Le président du FPR, s'interroge sur « le rôle ambigu de la France dans ce conflit ». La médiation de Paris a été appréciée, mais, sur le front, les choses sont loin d'être claires. « Nous avons des témoignages de prisonniers affirmant que les soldats français (1) dirigent l'artillerie lourde des FAR, déclare le major Kagamné, et lors de notre attaque sur Byumba, le 5 juin, les militaires français, venus en principe évacuer les étrangers, ne nous ont pas avertis de leur présence, comme ils l'avaient fait lorsque nous avons investi Ruhengeri, le 23 janvier 1991. Nous avons interprété leurs mouvements comme un geste hostile. »
A Arusha, où la France aura néanmoins un siège d'observateur, les deux parties devaient discuter de la démocratisation au Rwanda, du partage du pouvoir et de l'intégration des rebelles au sein de l'armée nationale. Le pays pourra peut-être faire l'économie d'une « réconciliation nationale » organisée, comme le souhaite ce responsable du FPR, qui raconte la surprise des maquisards, recevant, le 3 août au matin, la visite de soldats réguliers venus fraterniser avec l'ennemi à la barbe de leurs supérieurs.

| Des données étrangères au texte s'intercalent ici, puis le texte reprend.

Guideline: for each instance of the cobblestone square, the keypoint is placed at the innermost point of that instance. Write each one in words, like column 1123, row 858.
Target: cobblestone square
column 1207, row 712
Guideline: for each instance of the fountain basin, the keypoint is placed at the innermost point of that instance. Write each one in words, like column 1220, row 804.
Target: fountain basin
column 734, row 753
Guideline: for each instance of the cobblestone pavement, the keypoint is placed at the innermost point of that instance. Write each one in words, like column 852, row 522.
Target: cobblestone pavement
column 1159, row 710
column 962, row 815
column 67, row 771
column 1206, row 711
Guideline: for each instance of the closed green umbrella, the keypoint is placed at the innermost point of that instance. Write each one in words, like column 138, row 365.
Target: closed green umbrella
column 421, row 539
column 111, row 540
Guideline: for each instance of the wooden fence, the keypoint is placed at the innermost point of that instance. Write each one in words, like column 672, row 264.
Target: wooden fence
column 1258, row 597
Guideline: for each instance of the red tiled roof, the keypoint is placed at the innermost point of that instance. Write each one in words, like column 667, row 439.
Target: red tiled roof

Le pays n'échappera pas, en revanche, à la « reconstruction nationale ». A commencer par le pont du poste-frontière de Gatuna, détruit par les rebelles pour couper la principale voie d'approvisionnement du Rwanda. Pour le moment, le parking de la douane rwandaise est envahi par les herbes folles. Seuls deux troncs d'arbres, jetés au dessus d'un cours d'eau, permettent de passer la frontière.
(1) Un détachement de trois cents militaires français se trouve actuellement au Rwanda depuis 1990, lorsque des exilés tutsis ont envahi le pays, à partir de bases installées en Ouganda, pour tenter de renverser le régime du président Juvenal Habyarimana.